1. powdered sugar rather than granulated...dissolves more easily

2. pour rum and stir before putting in ice. Again, this allows the sugar to mix and dissolve

3. Use 2 key limes instead of a normal lime

yummy.


----------



## Jack Straw (Nov 20, 2008)

What's the rest of the recipe?


----------



## Egis (Feb 3, 2009)

Sound good Ill try it.


----------



## tzaddi (Feb 24, 2007)

Making your own simple syrup. 

Growing and using your own Spearmint. 

Muddle about.


----------



## fizguy (Jul 26, 2006)

Jack Straw said:


> What's the rest of the recipe?


7 fresh mint leaves (i have some growing in the back yard)
1 teaspoon powdered sugar
2 key limes (I don't grow these in my back yard)
2 oz light rum
2 oz club soda

muddle the mint (I just crush them with my fingers, throw them in the glass, then mush them up with a spoon)
add the sugar and muddle some more
squeeze the limes into the glass (I cut them into quarters to make it easier...if I am making a bunch it gets tiring) and muddle some more
add the rum and stir
add some ice
add the club soda

drink, preferably with a friend and a cigar


----------



## Patrick B (Nov 5, 2008)

Great drink! We made some at home last weekend for the first time.


----------



## Tarks (Mar 3, 2009)

Yup. Powdered sugar is the way to go. Except I use 3 ounces of rum and 1 ounce of soda water.


----------



## dj1340 (Mar 30, 2009)

Mine is a little different.

1/2 lime 
mint leaves (muddle these together)
2 oz light rum
1 oz simple syrup
1 oz Goya sugar cane syrup
crushed ice
top with club soda

I don't drink them but my wife likes this recipe


----------



## fizguy (Jul 26, 2006)

dj1340 said:


> Mine is a little different.
> 
> 1/2 lime
> mint leaves (muddle these together)
> ...


Hmmmm maybe I will try it this way as well. I made some simple syrup in the past but I was never happy with how the drink tasted.
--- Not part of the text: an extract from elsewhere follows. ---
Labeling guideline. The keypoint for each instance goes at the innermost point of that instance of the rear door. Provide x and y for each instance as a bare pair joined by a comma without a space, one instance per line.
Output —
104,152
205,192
I read somewhere about making simple syrup with mint leaves mixed in!


----------



## Cypress (Jun 27, 2007)

Best flavored one I had was one that had a prickly pear in it. Use the regular recipe and puree a prickly pear then pour and stir.


----------



## joncaputo (Sep 29, 2008)

I had a mango mojito out in LA (California) and it was amazing but wow was it expensive!


----------